Revisiting Sentiment Analysis for Software Engineering in the Era of Large Language Models
For software engineering practitioners, this work provides guidance on when to use bLLMs versus fine-tuned sLLMs for sentiment analysis, but the findings are incremental as they confirm known trade-offs.
The study investigates whether large language models (bLLMs) can address the labeled data shortage in sentiment analysis for software engineering, finding that bLLMs achieve state-of-the-art performance on datasets with limited or imbalanced data, while fine-tuned smaller models still excel with ample balanced data.

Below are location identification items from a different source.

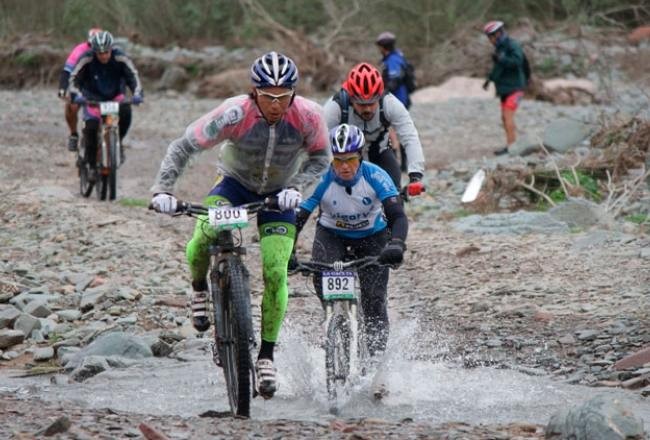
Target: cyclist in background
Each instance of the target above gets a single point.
(360, 208)
(273, 143)
(101, 75)
(362, 102)
(394, 72)
(72, 109)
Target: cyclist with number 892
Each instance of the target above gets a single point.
(360, 210)
(273, 143)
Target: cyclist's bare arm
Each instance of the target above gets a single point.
(173, 164)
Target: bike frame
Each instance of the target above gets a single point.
(229, 298)
(222, 247)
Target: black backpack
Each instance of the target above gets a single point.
(409, 77)
(343, 100)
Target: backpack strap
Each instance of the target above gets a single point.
(382, 116)
(343, 100)
(373, 147)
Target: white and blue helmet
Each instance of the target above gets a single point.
(102, 41)
(346, 138)
(274, 70)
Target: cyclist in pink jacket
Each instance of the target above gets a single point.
(72, 109)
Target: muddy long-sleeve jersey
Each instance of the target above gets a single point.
(398, 117)
(293, 152)
(103, 82)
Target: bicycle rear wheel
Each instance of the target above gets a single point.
(234, 332)
(337, 356)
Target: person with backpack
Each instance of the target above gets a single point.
(509, 76)
(362, 102)
(399, 78)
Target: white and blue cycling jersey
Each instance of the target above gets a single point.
(352, 208)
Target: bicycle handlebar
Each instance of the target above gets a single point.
(183, 207)
(97, 103)
(308, 267)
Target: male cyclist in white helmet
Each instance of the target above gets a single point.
(273, 143)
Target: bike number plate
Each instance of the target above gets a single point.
(109, 108)
(339, 285)
(228, 217)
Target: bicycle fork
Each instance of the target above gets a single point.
(350, 310)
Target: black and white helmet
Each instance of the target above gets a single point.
(102, 41)
(274, 70)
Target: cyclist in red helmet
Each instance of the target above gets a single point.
(508, 77)
(363, 102)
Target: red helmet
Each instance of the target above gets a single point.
(364, 83)
(492, 27)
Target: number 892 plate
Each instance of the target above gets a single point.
(339, 285)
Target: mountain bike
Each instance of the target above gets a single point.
(109, 154)
(346, 347)
(229, 299)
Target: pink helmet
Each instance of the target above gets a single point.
(492, 27)
(92, 32)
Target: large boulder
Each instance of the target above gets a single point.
(580, 213)
(115, 344)
(600, 418)
(564, 134)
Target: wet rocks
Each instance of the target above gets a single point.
(601, 418)
(9, 338)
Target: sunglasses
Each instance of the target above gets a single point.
(282, 98)
(338, 161)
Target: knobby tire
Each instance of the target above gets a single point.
(85, 186)
(337, 354)
(234, 343)
(113, 145)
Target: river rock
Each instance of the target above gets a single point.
(90, 366)
(27, 323)
(8, 316)
(577, 212)
(37, 308)
(600, 418)
(563, 134)
(9, 338)
(116, 344)
(43, 353)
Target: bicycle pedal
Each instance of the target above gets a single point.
(380, 392)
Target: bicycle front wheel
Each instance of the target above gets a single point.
(113, 150)
(85, 185)
(337, 355)
(234, 333)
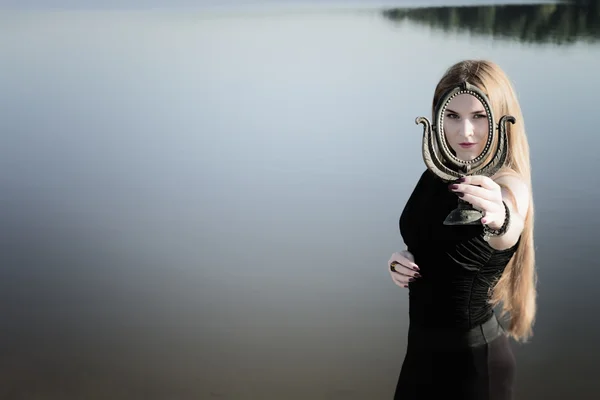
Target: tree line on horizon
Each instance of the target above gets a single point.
(559, 23)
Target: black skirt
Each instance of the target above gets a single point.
(475, 365)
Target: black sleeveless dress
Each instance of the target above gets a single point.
(456, 346)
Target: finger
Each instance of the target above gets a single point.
(404, 261)
(408, 255)
(401, 280)
(486, 206)
(476, 191)
(480, 180)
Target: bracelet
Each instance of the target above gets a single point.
(489, 232)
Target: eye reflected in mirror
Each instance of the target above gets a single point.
(465, 126)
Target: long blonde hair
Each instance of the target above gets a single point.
(516, 288)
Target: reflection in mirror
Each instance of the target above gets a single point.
(465, 127)
(463, 141)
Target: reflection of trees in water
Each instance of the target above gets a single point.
(554, 23)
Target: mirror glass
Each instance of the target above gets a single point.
(465, 126)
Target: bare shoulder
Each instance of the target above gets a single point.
(516, 191)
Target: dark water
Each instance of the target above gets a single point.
(201, 205)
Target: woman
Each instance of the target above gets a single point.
(456, 346)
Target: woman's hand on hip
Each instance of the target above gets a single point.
(402, 268)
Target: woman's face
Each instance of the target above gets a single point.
(466, 126)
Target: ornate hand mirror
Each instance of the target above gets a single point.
(443, 161)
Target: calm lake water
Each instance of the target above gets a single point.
(201, 204)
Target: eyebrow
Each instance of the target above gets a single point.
(474, 112)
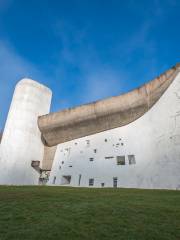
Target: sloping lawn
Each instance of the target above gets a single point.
(79, 213)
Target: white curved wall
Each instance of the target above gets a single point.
(21, 142)
(154, 140)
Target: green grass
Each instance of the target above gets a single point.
(74, 213)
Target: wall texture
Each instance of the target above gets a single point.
(106, 114)
(21, 142)
(153, 139)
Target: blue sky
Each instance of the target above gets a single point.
(85, 50)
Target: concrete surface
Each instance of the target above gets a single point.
(153, 139)
(21, 142)
(103, 115)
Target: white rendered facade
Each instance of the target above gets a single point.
(152, 142)
(21, 142)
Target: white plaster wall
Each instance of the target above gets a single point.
(21, 142)
(154, 139)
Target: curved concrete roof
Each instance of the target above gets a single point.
(105, 114)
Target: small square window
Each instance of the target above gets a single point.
(91, 181)
(131, 159)
(120, 160)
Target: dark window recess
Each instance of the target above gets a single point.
(115, 180)
(120, 160)
(79, 182)
(54, 180)
(131, 159)
(91, 182)
(109, 157)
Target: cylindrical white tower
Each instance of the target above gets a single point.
(21, 143)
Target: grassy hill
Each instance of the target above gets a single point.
(79, 213)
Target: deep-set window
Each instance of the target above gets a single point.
(120, 160)
(91, 181)
(115, 181)
(54, 180)
(88, 143)
(109, 157)
(131, 159)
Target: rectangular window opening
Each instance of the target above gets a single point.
(91, 182)
(115, 180)
(120, 160)
(131, 159)
(109, 157)
(54, 180)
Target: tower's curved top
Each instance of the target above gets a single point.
(105, 114)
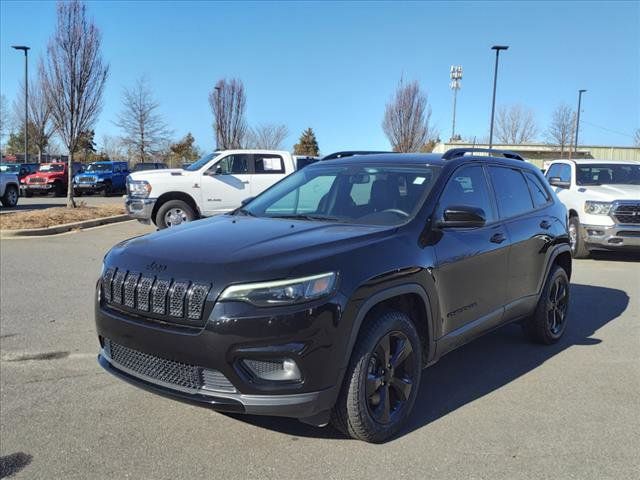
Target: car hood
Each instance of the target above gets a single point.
(150, 175)
(611, 192)
(230, 249)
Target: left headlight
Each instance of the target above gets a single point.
(139, 188)
(282, 292)
(597, 208)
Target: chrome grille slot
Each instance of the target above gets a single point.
(176, 298)
(107, 278)
(116, 288)
(130, 289)
(195, 300)
(159, 295)
(144, 289)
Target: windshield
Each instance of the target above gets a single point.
(608, 174)
(51, 167)
(357, 194)
(200, 163)
(99, 167)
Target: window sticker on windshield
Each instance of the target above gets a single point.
(419, 180)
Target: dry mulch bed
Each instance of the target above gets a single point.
(53, 216)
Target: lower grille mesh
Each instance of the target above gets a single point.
(167, 371)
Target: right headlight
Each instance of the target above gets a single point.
(597, 208)
(138, 188)
(282, 292)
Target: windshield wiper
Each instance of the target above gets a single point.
(308, 216)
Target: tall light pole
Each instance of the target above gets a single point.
(497, 48)
(26, 98)
(456, 83)
(575, 145)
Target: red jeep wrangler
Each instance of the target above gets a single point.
(50, 177)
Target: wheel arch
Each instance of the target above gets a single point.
(165, 197)
(410, 298)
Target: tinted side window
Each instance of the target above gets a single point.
(560, 170)
(539, 194)
(233, 164)
(512, 193)
(268, 163)
(467, 186)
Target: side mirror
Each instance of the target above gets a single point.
(463, 216)
(558, 182)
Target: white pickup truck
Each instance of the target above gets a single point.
(603, 201)
(217, 183)
(9, 189)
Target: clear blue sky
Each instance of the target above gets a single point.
(333, 66)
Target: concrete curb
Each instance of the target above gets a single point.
(38, 232)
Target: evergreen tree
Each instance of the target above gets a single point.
(307, 145)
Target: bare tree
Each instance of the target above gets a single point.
(228, 102)
(562, 128)
(268, 136)
(73, 77)
(515, 125)
(407, 117)
(144, 130)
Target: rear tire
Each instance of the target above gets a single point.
(578, 247)
(10, 197)
(173, 213)
(549, 321)
(376, 400)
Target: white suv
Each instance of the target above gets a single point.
(603, 201)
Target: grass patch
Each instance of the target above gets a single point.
(50, 217)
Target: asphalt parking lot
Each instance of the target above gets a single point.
(498, 408)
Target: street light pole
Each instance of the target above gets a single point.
(26, 98)
(575, 145)
(497, 48)
(456, 77)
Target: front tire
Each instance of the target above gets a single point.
(382, 380)
(578, 247)
(549, 321)
(10, 197)
(173, 213)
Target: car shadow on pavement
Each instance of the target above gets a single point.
(485, 364)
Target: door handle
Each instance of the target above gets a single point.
(497, 238)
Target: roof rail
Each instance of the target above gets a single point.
(459, 152)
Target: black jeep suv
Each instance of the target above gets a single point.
(325, 297)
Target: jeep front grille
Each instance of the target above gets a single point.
(177, 301)
(168, 372)
(627, 213)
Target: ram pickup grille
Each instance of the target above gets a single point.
(627, 213)
(155, 369)
(176, 301)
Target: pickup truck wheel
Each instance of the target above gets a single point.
(549, 321)
(382, 380)
(174, 212)
(10, 197)
(578, 248)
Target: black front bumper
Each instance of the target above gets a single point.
(232, 333)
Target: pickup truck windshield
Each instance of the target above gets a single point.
(99, 167)
(51, 167)
(200, 163)
(608, 174)
(356, 194)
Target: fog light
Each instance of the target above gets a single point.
(281, 370)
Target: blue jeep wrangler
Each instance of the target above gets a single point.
(103, 177)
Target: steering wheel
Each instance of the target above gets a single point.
(402, 213)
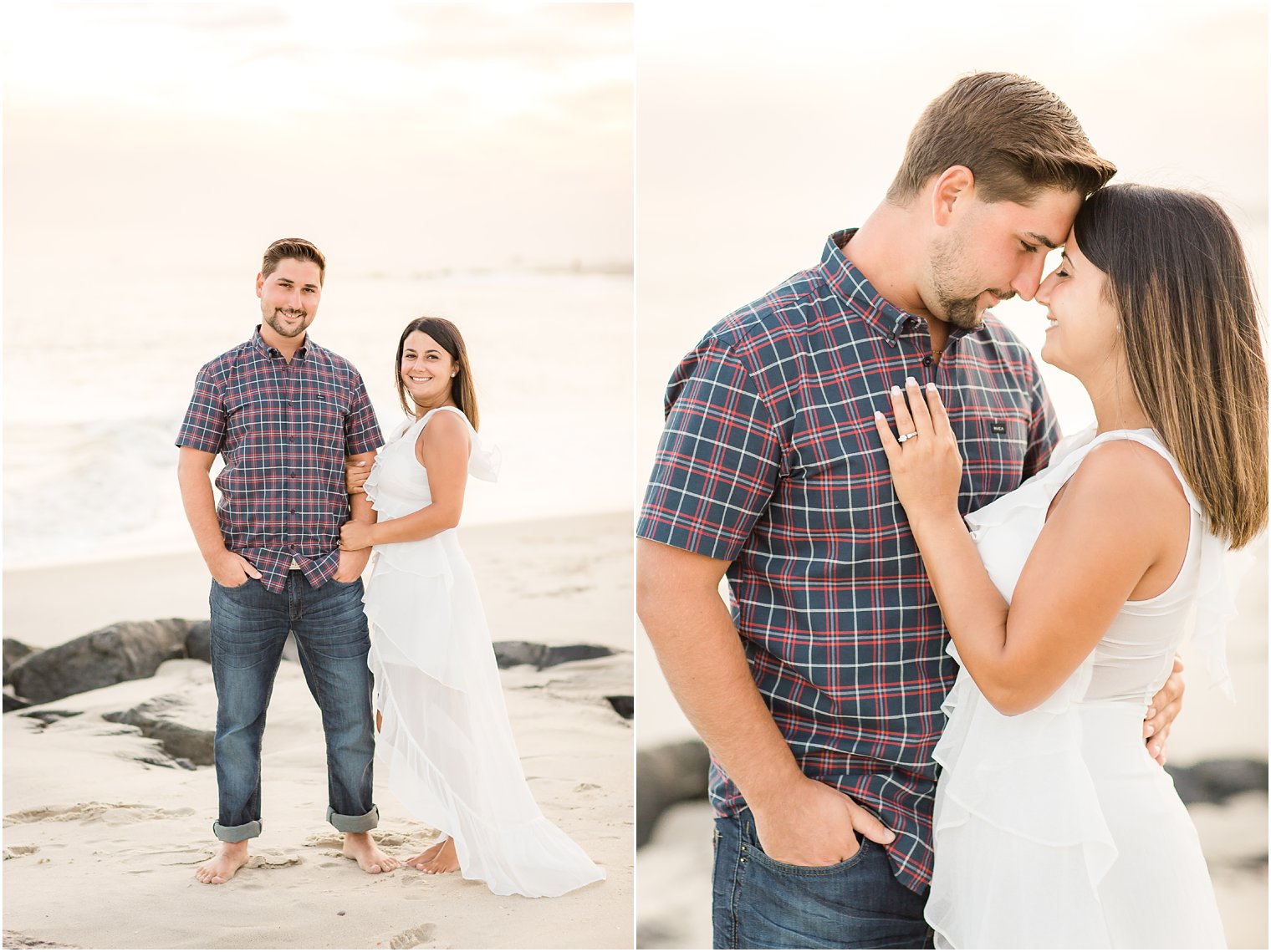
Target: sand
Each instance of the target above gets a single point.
(674, 899)
(100, 847)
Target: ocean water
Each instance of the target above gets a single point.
(97, 381)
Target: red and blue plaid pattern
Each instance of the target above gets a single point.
(770, 461)
(283, 431)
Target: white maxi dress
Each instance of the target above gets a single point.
(447, 740)
(1056, 829)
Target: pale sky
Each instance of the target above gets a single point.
(398, 136)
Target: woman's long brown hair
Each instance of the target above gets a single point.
(1180, 280)
(462, 389)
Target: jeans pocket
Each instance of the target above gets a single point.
(754, 849)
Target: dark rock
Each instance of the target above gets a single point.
(48, 717)
(14, 703)
(198, 641)
(13, 652)
(164, 720)
(664, 776)
(511, 654)
(120, 652)
(623, 703)
(1217, 781)
(16, 939)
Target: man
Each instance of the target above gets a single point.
(820, 695)
(286, 415)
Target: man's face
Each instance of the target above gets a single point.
(993, 251)
(288, 297)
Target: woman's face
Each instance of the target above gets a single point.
(427, 370)
(1083, 336)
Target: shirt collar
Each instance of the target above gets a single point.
(258, 342)
(853, 286)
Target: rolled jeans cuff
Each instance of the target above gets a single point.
(355, 824)
(237, 834)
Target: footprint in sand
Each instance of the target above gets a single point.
(110, 814)
(411, 939)
(273, 861)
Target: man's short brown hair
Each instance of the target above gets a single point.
(296, 248)
(1014, 135)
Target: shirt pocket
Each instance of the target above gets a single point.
(322, 415)
(994, 446)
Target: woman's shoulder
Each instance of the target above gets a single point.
(1129, 481)
(444, 427)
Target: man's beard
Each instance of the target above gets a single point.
(955, 307)
(281, 329)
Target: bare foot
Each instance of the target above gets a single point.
(366, 852)
(222, 867)
(437, 858)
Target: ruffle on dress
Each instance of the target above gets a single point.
(1022, 840)
(1017, 808)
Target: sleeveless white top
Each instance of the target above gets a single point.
(1055, 827)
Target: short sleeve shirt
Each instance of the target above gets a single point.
(770, 461)
(283, 430)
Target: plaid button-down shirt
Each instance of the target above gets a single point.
(283, 430)
(770, 461)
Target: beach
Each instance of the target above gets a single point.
(103, 830)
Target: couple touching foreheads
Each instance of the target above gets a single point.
(937, 705)
(300, 512)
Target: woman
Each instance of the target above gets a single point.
(1067, 599)
(444, 726)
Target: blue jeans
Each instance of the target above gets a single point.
(760, 903)
(249, 627)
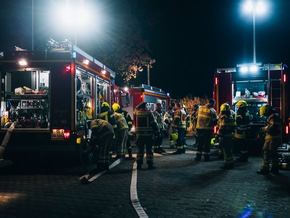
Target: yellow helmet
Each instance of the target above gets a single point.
(225, 107)
(174, 136)
(115, 107)
(265, 109)
(241, 103)
(105, 104)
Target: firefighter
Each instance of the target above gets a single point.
(272, 132)
(117, 108)
(107, 114)
(179, 124)
(243, 122)
(168, 118)
(121, 134)
(102, 136)
(226, 128)
(158, 114)
(206, 120)
(146, 130)
(193, 122)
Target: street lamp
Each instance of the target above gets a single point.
(256, 7)
(149, 65)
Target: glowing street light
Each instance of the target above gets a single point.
(256, 7)
(74, 17)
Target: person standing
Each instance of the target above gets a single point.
(102, 136)
(179, 123)
(117, 108)
(272, 132)
(121, 134)
(226, 128)
(146, 129)
(206, 120)
(243, 122)
(158, 114)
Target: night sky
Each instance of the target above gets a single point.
(189, 39)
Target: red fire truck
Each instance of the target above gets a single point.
(257, 84)
(131, 97)
(51, 94)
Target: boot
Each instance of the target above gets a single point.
(263, 171)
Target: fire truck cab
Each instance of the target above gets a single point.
(257, 84)
(52, 94)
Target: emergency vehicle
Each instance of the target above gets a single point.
(257, 84)
(51, 94)
(131, 97)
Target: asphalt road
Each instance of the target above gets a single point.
(178, 187)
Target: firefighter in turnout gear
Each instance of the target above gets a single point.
(107, 114)
(226, 128)
(117, 108)
(168, 119)
(187, 120)
(272, 132)
(179, 123)
(242, 121)
(158, 114)
(206, 120)
(146, 130)
(121, 134)
(102, 136)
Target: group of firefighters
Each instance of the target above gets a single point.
(113, 125)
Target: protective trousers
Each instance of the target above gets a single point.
(104, 148)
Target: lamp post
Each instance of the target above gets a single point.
(256, 7)
(149, 65)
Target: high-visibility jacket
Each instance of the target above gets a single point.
(226, 125)
(127, 117)
(179, 119)
(146, 124)
(206, 117)
(109, 117)
(121, 121)
(274, 126)
(100, 128)
(243, 123)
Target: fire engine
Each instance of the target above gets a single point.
(51, 94)
(257, 84)
(131, 97)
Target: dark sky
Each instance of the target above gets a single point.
(189, 38)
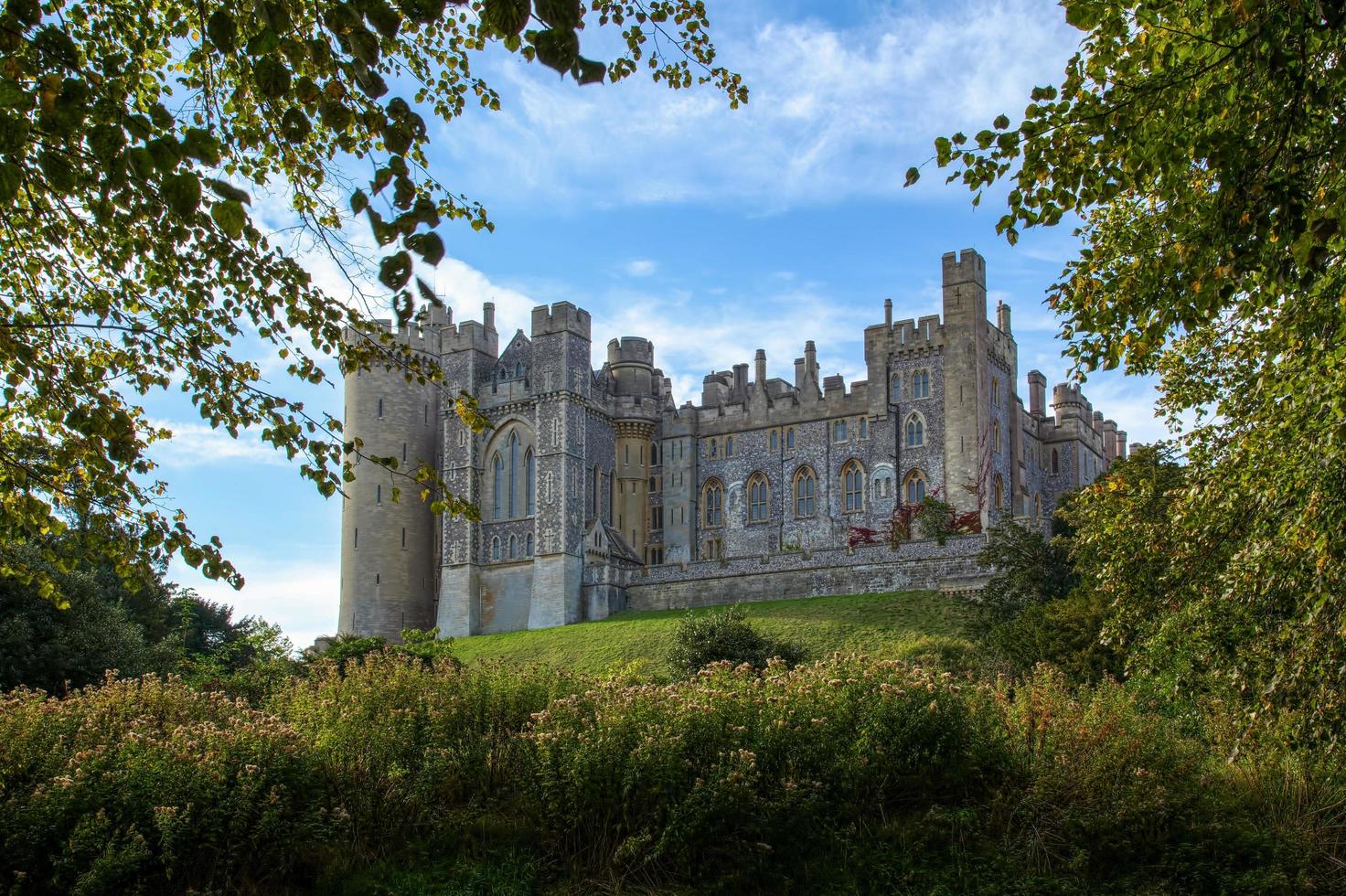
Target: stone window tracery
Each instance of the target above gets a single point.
(712, 504)
(759, 498)
(852, 485)
(915, 431)
(915, 487)
(805, 493)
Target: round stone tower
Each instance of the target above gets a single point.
(388, 556)
(632, 364)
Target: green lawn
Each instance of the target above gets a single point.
(913, 624)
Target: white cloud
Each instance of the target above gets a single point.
(835, 112)
(300, 596)
(197, 444)
(641, 268)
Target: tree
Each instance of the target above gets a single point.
(1029, 570)
(1201, 145)
(131, 136)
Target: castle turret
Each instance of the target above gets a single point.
(1037, 393)
(966, 358)
(388, 531)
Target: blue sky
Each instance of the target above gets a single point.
(710, 231)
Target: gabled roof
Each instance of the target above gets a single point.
(604, 541)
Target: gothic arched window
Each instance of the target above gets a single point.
(497, 483)
(805, 493)
(759, 498)
(915, 487)
(915, 431)
(513, 471)
(712, 504)
(852, 485)
(921, 384)
(529, 482)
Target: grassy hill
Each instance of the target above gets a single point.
(913, 624)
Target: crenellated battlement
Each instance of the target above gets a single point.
(561, 316)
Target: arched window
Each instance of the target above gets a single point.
(759, 498)
(712, 504)
(921, 384)
(852, 485)
(513, 471)
(497, 483)
(529, 482)
(915, 487)
(915, 431)
(805, 493)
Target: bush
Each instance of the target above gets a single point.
(397, 741)
(746, 778)
(724, 635)
(153, 784)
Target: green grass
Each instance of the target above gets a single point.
(912, 624)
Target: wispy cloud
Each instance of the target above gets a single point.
(836, 112)
(300, 596)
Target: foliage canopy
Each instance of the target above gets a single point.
(1201, 147)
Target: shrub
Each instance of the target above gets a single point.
(744, 778)
(724, 635)
(1114, 791)
(151, 784)
(399, 741)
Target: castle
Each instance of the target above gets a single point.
(593, 485)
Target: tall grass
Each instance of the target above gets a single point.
(844, 775)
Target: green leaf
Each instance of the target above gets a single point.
(395, 271)
(222, 31)
(230, 217)
(556, 48)
(182, 193)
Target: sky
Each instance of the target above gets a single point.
(710, 231)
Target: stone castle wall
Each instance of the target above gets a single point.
(829, 571)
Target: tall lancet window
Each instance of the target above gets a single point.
(529, 482)
(497, 483)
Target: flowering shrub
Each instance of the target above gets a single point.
(396, 741)
(739, 775)
(151, 784)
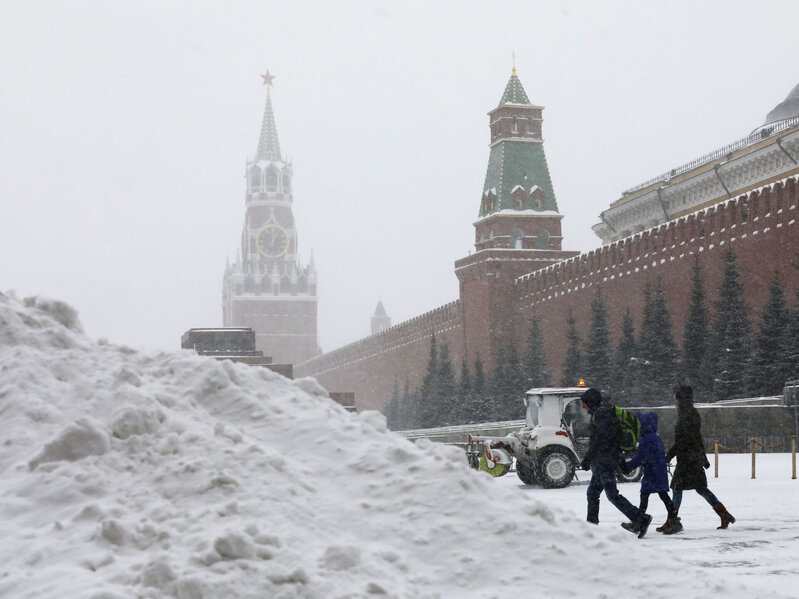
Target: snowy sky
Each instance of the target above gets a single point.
(126, 128)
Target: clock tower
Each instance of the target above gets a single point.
(266, 288)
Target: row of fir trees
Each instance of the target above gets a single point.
(723, 354)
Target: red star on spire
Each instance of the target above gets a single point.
(267, 78)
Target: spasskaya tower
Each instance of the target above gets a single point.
(266, 288)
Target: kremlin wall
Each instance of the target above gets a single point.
(742, 198)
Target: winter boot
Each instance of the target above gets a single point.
(726, 517)
(643, 525)
(672, 526)
(638, 528)
(630, 526)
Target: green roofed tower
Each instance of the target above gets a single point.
(518, 228)
(518, 209)
(517, 177)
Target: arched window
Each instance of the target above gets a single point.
(542, 240)
(271, 177)
(537, 198)
(255, 178)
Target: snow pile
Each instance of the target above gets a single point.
(125, 474)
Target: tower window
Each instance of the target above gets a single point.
(542, 240)
(271, 177)
(255, 179)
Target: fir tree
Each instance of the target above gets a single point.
(535, 365)
(624, 384)
(428, 410)
(731, 331)
(771, 364)
(515, 386)
(393, 409)
(445, 396)
(598, 351)
(460, 413)
(480, 404)
(696, 338)
(793, 348)
(656, 348)
(572, 364)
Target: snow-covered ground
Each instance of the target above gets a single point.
(760, 551)
(127, 474)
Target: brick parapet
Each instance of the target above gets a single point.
(759, 226)
(372, 366)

Software development involves collaborative interactions where stakeholders express opinions across various platforms. Recognizing the sentiments conveyed in these interactions is crucial for the effective development and ongoing maintenance of software systems. For software products, analyzing the sentiment of user feedback, e.g., reviews, comments, and forum posts can provide valuable insights into user satisfaction and areas for improvement. This can guide the development of future updates and features. However, accurately identifying sentiments in software engineering datasets remains challenging. This study investigates bigger large language models (bLLMs) in addressing the labeled data shortage that hampers fine-tuned smaller large language models (sLLMs) in software engineering tasks. We conduct a comprehensive empirical study using five established datasets to assess three open-source bLLMs in zero-shot and few-shot scenarios. Additionally, we compare them with fine-tuned sLLMs, using sLLMs to learn contextual embeddings of text from software platforms. Our experimental findings demonstrate that bLLMs exhibit state-of-the-art performance on datasets marked by limited training data and imbalanced distributions. bLLMs can also achieve excellent performance under a zero-shot setting. However, when ample training data is available or the dataset exhibits a more balanced distribution, fine-tuned sLLMs can still achieve superior results.